We tried to capture whatever we saw, but we were not sure our pictures were telling the full reality of what we felt there. That reality was far beyond ordinary life, so it looked almost surrealistic. I had never felt this feeling until that moment. I tried to photograph contorted houses or broken windows as a true representation but, as a result, they looked like warped caricatures. I listened to the news from a radio and looked at the place with my eyes, but I could not digest how the natural disaster affected people in the village yet.

People had fled to an elementary school gym for safety. I went to the gym to take pictures for next day’s newspaper and I saw many people wrapped with blankets and sitting on the icy floor. It was July but they had a cold summer. People wore thick jackets and tried to warm their hands up around a couple of oil stoves. Many children, seniors, and adults got together and talked about how scary it was.

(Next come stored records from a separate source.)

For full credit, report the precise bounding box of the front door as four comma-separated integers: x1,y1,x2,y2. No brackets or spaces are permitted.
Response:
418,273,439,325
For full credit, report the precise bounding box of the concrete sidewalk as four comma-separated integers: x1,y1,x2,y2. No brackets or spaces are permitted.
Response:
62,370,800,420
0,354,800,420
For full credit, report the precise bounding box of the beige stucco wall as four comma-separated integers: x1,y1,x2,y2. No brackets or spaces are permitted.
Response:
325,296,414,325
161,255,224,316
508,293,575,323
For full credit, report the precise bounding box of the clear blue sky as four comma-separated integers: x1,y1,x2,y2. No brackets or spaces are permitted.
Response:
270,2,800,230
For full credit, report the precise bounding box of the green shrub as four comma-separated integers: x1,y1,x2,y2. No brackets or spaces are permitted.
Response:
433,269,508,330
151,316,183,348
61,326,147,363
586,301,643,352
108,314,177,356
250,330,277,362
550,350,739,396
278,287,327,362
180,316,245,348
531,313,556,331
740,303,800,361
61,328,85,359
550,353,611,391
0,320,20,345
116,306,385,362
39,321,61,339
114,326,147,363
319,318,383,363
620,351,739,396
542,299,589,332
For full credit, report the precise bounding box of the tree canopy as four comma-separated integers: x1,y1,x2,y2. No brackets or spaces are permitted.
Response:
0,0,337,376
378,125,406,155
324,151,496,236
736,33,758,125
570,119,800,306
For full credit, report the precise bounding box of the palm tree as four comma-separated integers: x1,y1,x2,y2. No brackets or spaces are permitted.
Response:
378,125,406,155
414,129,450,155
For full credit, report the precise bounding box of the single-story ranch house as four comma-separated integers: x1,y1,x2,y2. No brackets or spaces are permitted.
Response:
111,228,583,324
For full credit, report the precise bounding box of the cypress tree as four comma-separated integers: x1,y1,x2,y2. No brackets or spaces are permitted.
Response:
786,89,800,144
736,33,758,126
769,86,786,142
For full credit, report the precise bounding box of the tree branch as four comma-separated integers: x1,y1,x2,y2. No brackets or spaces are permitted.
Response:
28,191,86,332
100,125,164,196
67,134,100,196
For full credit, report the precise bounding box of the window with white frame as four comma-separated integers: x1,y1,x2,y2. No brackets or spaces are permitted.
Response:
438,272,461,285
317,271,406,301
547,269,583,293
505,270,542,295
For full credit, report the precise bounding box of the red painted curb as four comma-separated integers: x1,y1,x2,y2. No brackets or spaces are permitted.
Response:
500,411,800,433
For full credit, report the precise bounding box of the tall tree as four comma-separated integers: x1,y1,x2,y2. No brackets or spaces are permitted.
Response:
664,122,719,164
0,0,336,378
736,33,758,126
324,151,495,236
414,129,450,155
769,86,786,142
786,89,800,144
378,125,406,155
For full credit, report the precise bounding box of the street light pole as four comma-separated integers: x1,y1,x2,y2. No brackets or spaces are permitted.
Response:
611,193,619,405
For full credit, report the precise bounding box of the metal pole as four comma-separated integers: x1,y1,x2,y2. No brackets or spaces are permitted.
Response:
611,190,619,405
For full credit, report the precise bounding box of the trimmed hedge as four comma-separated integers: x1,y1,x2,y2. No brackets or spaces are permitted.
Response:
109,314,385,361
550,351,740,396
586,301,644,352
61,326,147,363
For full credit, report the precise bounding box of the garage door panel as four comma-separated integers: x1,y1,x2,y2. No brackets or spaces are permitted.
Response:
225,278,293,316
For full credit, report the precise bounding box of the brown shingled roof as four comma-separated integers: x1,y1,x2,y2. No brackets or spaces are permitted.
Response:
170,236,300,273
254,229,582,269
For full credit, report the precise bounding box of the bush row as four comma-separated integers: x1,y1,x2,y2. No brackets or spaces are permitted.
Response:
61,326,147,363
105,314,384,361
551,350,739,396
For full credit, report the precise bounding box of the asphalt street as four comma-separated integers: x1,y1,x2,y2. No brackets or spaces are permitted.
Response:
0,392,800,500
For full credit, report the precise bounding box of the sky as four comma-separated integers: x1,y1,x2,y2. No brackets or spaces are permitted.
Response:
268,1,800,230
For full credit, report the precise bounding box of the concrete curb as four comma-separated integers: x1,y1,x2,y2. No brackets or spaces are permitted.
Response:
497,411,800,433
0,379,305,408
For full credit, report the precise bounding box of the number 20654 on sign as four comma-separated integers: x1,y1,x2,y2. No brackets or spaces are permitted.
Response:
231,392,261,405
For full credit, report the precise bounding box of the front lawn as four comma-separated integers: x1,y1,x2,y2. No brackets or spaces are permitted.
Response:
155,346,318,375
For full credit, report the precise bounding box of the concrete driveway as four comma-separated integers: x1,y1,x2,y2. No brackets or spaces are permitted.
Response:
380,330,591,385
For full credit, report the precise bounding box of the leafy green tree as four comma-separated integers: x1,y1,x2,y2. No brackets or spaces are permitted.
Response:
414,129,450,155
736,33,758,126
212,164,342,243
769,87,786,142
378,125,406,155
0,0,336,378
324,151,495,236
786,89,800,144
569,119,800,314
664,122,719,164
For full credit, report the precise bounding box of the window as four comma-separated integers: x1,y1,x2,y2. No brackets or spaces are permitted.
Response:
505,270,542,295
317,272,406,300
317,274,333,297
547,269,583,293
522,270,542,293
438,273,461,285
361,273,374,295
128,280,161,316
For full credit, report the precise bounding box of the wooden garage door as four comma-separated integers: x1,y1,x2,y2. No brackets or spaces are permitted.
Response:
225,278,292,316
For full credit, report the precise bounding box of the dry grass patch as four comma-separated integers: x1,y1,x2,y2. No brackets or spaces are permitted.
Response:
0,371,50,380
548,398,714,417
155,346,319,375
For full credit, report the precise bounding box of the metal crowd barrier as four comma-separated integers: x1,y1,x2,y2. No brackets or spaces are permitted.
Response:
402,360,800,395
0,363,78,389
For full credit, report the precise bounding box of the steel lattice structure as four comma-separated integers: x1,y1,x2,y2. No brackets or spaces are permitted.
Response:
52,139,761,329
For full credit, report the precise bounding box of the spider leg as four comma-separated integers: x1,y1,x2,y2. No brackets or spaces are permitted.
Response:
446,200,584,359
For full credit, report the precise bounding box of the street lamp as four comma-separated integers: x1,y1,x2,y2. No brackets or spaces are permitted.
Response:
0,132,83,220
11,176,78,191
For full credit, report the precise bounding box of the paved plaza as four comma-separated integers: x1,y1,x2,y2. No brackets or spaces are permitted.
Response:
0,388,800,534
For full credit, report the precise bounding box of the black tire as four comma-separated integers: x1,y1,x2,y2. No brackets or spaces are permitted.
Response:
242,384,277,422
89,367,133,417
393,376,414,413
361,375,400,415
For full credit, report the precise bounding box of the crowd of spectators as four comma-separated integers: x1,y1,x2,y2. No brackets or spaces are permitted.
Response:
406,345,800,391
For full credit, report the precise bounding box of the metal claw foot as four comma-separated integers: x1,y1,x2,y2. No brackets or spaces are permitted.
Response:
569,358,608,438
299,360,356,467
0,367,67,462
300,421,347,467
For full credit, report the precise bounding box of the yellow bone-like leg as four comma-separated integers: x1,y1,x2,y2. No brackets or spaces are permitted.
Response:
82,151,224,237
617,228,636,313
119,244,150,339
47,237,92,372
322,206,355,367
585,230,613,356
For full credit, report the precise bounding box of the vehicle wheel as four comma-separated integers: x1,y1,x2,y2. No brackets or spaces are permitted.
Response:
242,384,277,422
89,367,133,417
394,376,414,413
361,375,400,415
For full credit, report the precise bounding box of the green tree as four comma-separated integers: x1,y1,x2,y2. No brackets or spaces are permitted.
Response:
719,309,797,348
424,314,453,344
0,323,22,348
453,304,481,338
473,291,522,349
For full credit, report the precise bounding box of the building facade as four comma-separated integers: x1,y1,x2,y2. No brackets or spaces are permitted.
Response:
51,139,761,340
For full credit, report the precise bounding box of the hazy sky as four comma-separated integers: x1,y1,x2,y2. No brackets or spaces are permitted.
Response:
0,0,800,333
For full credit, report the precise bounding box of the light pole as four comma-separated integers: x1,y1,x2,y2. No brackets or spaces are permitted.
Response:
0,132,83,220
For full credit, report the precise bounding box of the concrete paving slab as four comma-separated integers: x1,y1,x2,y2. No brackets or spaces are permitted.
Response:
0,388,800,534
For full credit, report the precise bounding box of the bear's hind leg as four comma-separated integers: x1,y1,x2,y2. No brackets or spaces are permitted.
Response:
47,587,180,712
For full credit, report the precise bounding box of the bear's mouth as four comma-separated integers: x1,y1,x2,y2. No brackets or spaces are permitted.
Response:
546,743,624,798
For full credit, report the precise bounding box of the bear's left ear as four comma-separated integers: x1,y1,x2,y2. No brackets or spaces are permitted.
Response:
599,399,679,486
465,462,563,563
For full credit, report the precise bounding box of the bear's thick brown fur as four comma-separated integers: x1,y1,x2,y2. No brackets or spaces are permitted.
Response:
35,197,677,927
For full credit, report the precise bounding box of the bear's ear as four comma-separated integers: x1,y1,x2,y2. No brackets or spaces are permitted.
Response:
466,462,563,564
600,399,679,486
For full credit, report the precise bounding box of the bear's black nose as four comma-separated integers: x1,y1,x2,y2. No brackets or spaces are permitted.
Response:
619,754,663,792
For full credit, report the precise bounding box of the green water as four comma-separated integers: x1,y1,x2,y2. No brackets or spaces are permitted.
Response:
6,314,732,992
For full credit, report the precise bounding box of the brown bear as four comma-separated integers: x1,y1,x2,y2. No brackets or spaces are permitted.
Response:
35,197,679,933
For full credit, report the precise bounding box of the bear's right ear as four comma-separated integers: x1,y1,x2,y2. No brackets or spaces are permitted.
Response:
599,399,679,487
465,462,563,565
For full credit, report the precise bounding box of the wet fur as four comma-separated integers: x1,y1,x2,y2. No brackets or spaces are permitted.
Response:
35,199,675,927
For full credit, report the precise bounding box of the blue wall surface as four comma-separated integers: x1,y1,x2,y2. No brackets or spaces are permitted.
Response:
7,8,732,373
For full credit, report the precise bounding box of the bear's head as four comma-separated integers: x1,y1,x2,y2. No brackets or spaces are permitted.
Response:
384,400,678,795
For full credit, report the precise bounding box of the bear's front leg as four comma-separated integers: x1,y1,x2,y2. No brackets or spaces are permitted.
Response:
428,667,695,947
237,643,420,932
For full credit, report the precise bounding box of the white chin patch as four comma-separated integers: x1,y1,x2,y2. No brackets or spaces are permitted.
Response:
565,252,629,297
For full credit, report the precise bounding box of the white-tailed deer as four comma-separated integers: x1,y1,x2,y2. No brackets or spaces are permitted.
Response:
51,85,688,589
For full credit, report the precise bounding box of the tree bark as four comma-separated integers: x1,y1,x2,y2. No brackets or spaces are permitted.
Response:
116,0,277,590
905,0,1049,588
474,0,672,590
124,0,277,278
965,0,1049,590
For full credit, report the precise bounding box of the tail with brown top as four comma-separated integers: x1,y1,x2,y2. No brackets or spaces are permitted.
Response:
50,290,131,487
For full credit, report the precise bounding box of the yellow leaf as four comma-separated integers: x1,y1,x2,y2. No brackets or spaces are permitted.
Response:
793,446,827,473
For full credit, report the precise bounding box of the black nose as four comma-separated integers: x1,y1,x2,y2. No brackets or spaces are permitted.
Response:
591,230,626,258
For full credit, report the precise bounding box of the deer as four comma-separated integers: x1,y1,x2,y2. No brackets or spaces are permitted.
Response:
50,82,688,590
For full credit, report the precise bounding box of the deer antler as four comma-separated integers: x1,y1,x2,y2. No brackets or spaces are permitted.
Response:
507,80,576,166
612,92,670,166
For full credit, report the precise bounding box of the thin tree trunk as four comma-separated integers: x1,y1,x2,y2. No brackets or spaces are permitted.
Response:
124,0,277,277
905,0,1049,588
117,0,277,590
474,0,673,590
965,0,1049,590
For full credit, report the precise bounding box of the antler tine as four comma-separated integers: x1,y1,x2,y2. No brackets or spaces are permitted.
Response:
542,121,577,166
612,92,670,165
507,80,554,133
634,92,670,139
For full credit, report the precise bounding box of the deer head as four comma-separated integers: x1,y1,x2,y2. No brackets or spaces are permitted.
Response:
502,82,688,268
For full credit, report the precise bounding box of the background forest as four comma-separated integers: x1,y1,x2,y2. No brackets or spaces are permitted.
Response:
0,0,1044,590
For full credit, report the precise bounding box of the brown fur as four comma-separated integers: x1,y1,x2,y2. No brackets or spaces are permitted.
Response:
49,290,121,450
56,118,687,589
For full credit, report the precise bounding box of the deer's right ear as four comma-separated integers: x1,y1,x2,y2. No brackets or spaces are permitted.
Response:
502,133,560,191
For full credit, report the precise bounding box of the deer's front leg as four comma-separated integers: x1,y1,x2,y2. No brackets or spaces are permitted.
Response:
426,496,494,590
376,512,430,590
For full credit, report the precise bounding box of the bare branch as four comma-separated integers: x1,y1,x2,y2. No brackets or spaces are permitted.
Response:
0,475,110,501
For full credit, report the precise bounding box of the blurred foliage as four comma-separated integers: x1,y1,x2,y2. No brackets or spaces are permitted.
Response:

“My family Buddhist altar almost fell down on me. I was sorry for my ancestors, but I left it on the ground.”

“I was sleeping on a futon mat at the time, but hurried to escape my house in my pajamas.”

“I doubt that the ground is still shaking.”

Writers collected their stories and tried to find the scariest among them. Those would make dramatic horror stories for news readers the next day.

I walked around the gym and met an old lady praying so hard on the cold solid wooden floor. I asked what she prayed for and she replied sincerely, “I prayed for everybody’s safety and health.”

I photographed her praying and I felt that I did something wrong. However, I could not pinpoint why I felt awkward at that time.

I sent my pictures to headquarters with a laptop computer and a radio phone. My boss complimented me on my photos. I was happy and satisfied with my effort and returned to the gym. I started to capture how people spent time in the gym at the night after the earthquake. Adults were eating small dinners and children were tired and already asleep. They could not go back to their houses and had no privacy in whatever they did. After their supper, some people hid their head with blankets and others just looked towards the walls. They cared about each other, but they were also tired of other people’s eyes. At that time, I finally noticed why I felt awkwardness when I took a picture of the old lady. I felt guilty to sell their privacy and their fear to the mass media.

I sighed and looked around the gym again. Suddenly, I heard the big groaning sound: yet another earthquake. Everybody ran to the wall to avoid falling objects such as the big lights hanging down from the ceiling.  A grandmother tucked her granddaughter quickly into her chest and held as tight as she could.  Other companies’ photographers and I moved to photograph the grandmother and her granddaughter for a cover page of the newspaper. It was an instinctual move, made without malice or sympathy.

 That was the shot which I always remember with a puzzled mind.  When we captured the grandmother and her granddaughter, they noticed that we took their photos and they even made sure that we could take nice shots of them.  Amid all the confusion and drama, these people were actually helping us forge our stories of fear.

That photo was the next day’s top news story. It looked so dynamic and frightening, just like a candid shot should. However, it was actually posed. Looking at the photograph, I felt like a fog of naivety had suddenly cleared. While people from all over the northern region looked at a shot of a frail grandmother and granddaughter cowering in fear and wondered how horrible it must have been for them, I alone could smile and reflect that sometimes people are much tougher than you think.